Glue-like molecules are found naturally throughout the body, and hold the same tens of trillions of cells in highly organized patterns. They shape structures, create neural circuits and guide immune cells to their targets. The adhesion also enables communication between cells to keep the body functioning as a self-regulating whole.
“We managed to create cells in a way that allows us to control which cells they interact with, and also control how that interaction takes place. This opens the door to building new structures such as tissues and organs.” Says research leader Wendell Lim, director of UCSF's Cell Design Institute.
Restore the connection between cells
Body tissues and organs are formed in the body from the time in the womb until adulthood. Then many of the molecular instructions that guide the generative process disappear; some tissues, such as nerves, are then unable to heal from injury or disease.
Lim hopes to overcome this by engineering adult cells to make new connections. This requires an ability to construct with high precision how the cells interact with each other, something that the results of the new study show is within reach.

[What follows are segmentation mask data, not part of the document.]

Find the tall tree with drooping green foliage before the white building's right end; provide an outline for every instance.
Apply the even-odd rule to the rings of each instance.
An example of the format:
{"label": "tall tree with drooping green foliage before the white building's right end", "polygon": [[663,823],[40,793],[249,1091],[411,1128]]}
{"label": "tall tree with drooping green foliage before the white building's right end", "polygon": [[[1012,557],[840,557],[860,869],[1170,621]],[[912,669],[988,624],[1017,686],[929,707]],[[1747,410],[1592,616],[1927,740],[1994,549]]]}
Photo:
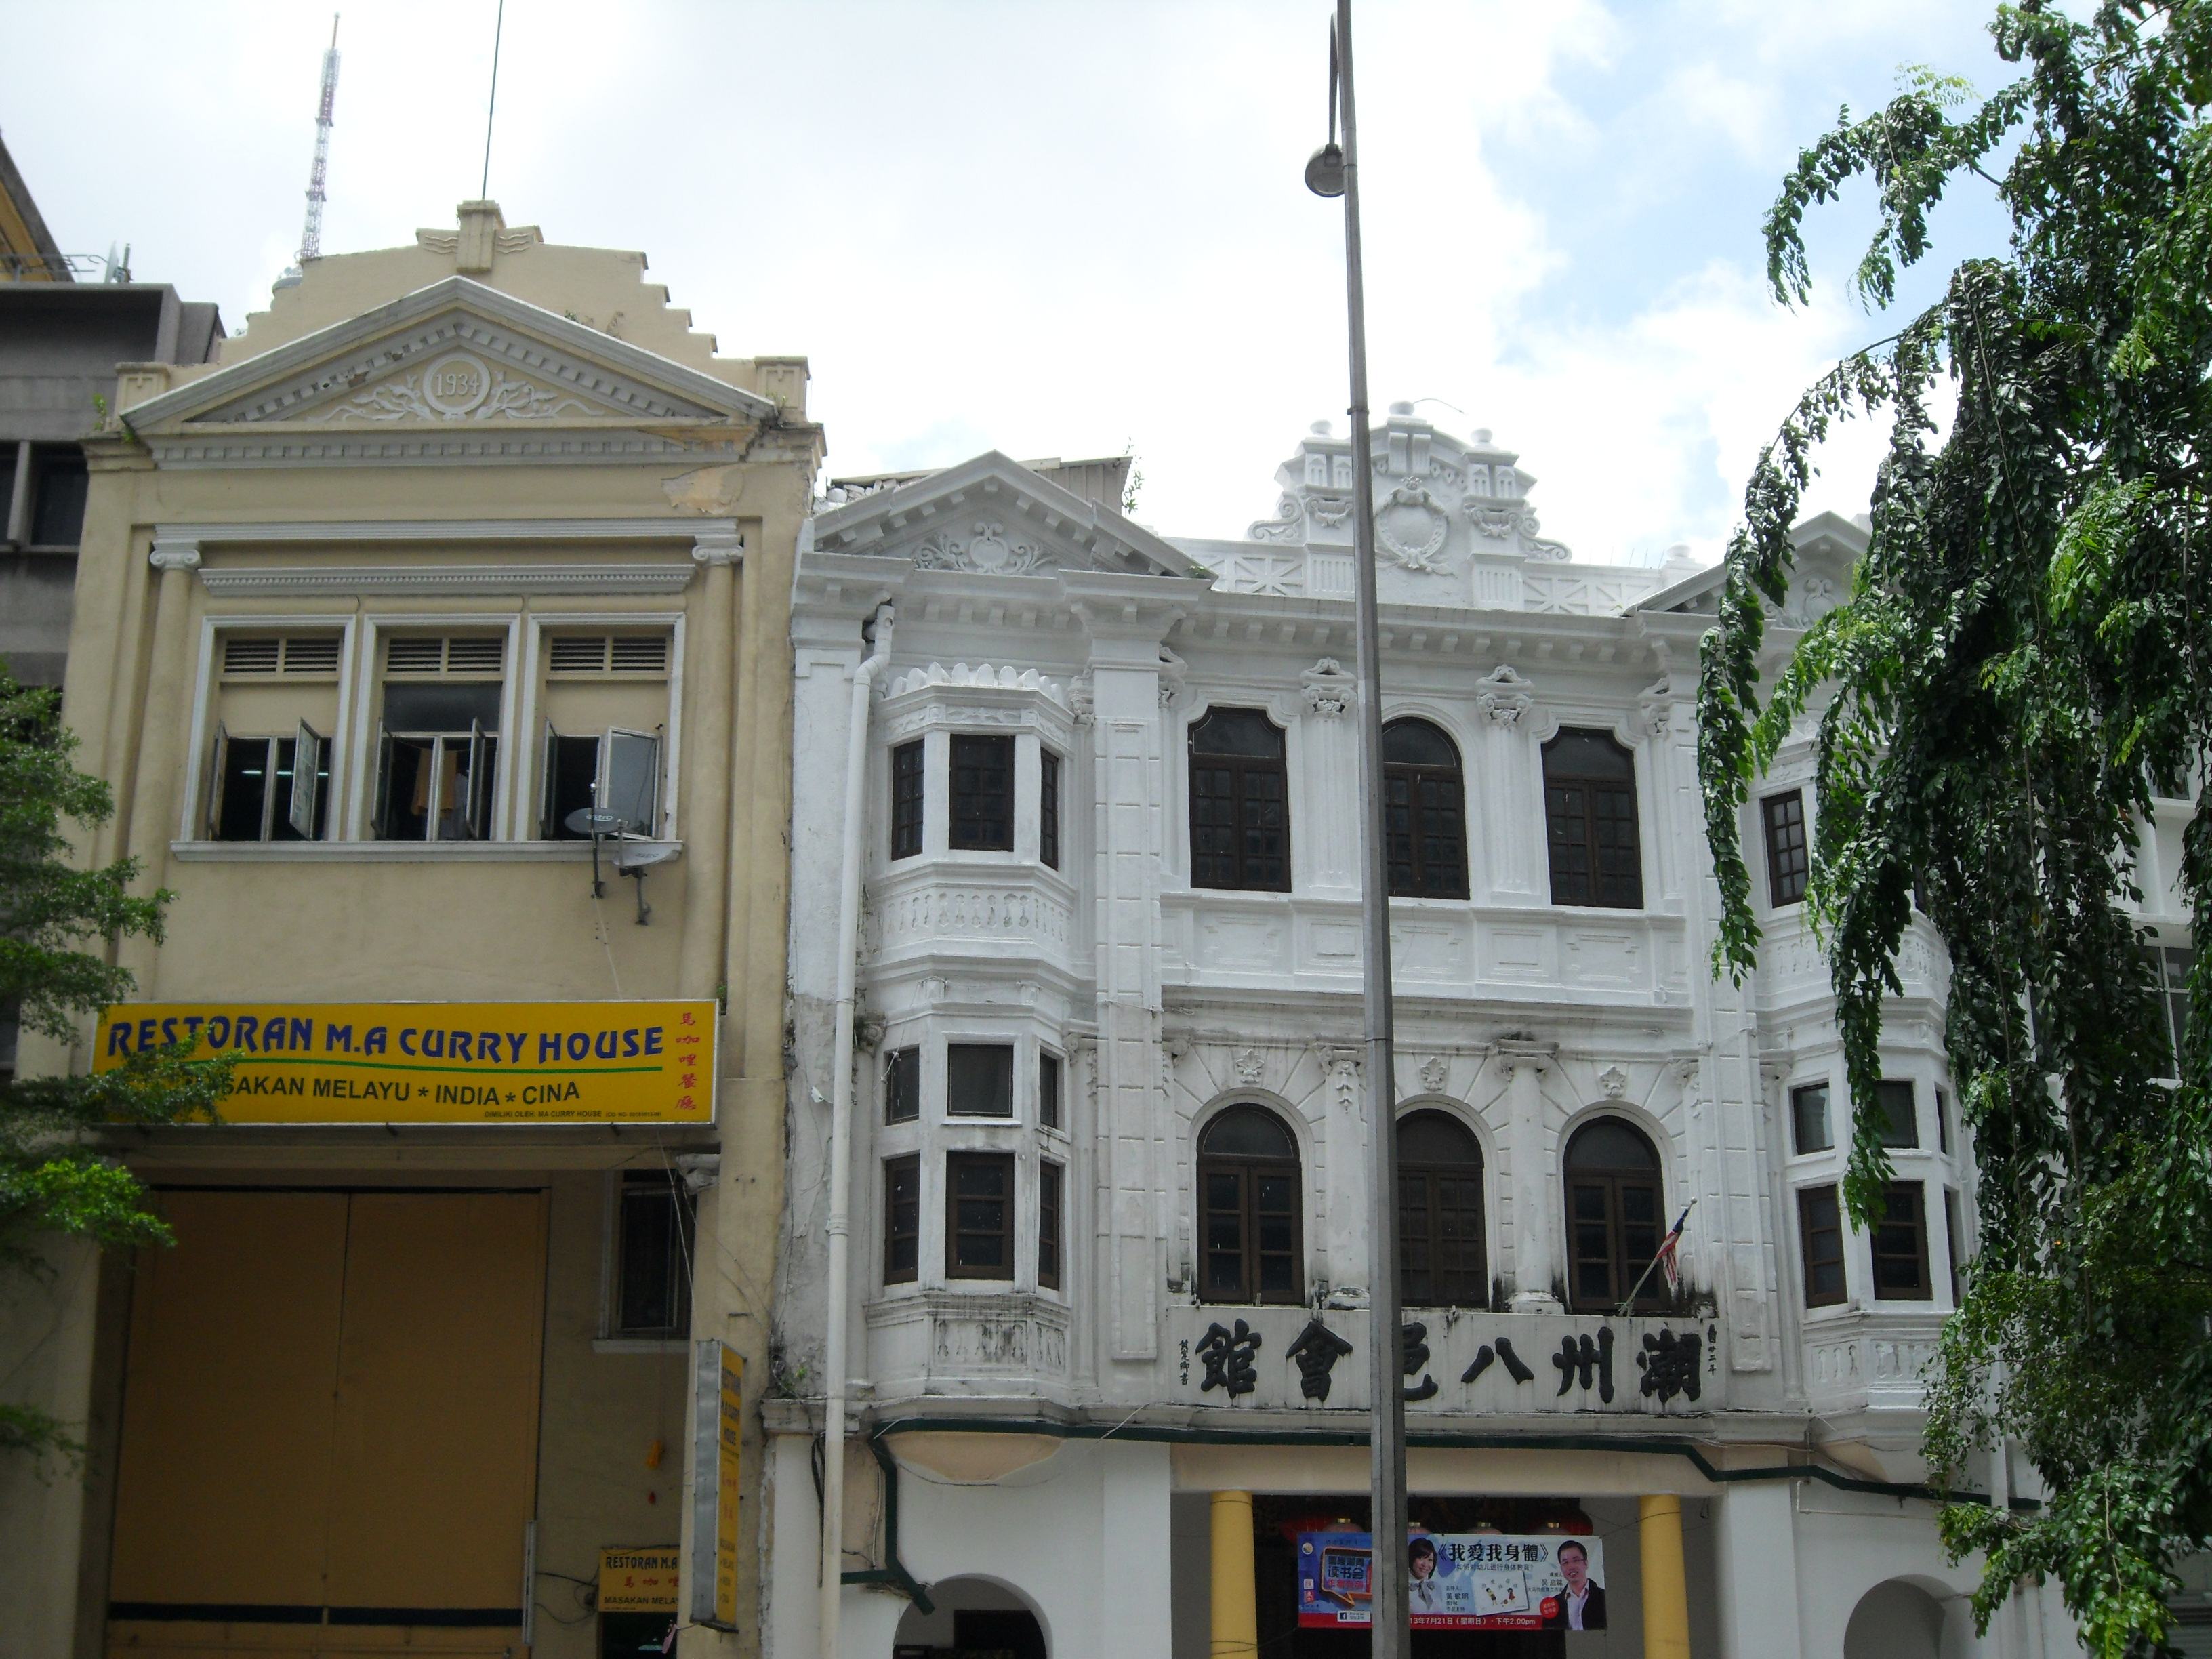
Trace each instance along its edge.
{"label": "tall tree with drooping green foliage before the white building's right end", "polygon": [[[2212,1533],[2212,4],[2000,7],[2020,77],[1975,102],[1913,75],[1798,157],[1767,270],[1809,285],[1803,215],[1856,179],[1880,223],[1871,307],[1929,250],[1953,184],[1991,188],[2011,254],[1827,374],[1761,456],[1703,646],[1699,768],[1725,920],[1754,962],[1743,805],[1818,719],[1807,909],[1851,1077],[1847,1201],[1878,1217],[1882,998],[1918,902],[1951,958],[1947,1048],[1980,1164],[1980,1256],[1944,1329],[1927,1453],[1940,1484],[2000,1436],[2039,1511],[1951,1504],[1986,1553],[1975,1617],[2057,1579],[2088,1648],[2163,1644],[2179,1555]],[[1955,416],[1931,398],[1949,376]],[[1765,615],[1829,425],[1885,414],[1871,546],[1849,599],[1761,684]],[[1765,692],[1765,697],[1763,697]],[[2130,922],[2154,796],[2197,799],[2181,889],[2199,945],[2177,1071]]]}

“The properties of a tissue, such as your skin, are largely determined by how the different cells are organized within that [tissue]. We are developing ways to control this organization of cells, which is central to being able to synthesize tissues with the properties we want them to have.” Says Adam Stevens, first author of the study.
More areas of use
According to Stevens, the discovery also has other uses, citing as an example that researchers can design tissues to model disease stages, to make it easier to study them in human tissue.
"Cell adhesion" was a major component in the evolution of animals and other multicellular organisms; custom adhesive molecules can give us a deeper understanding of how the path from unicellular to multicellular organisms began.
"It is very exciting that we now understand much more about how evolution may have started to build bodies. Our work reveals a flexible molecular adhesion code that determines which cells interact and in what way. Now that we are beginning to understand it, we can harness it to direct how cells link together to become tissues and organs. These tools can be truly transformative.” Concludes Stevens.
Photo: The image shows developing neurons; something that can be recreated even in adults, where the process is no longer active.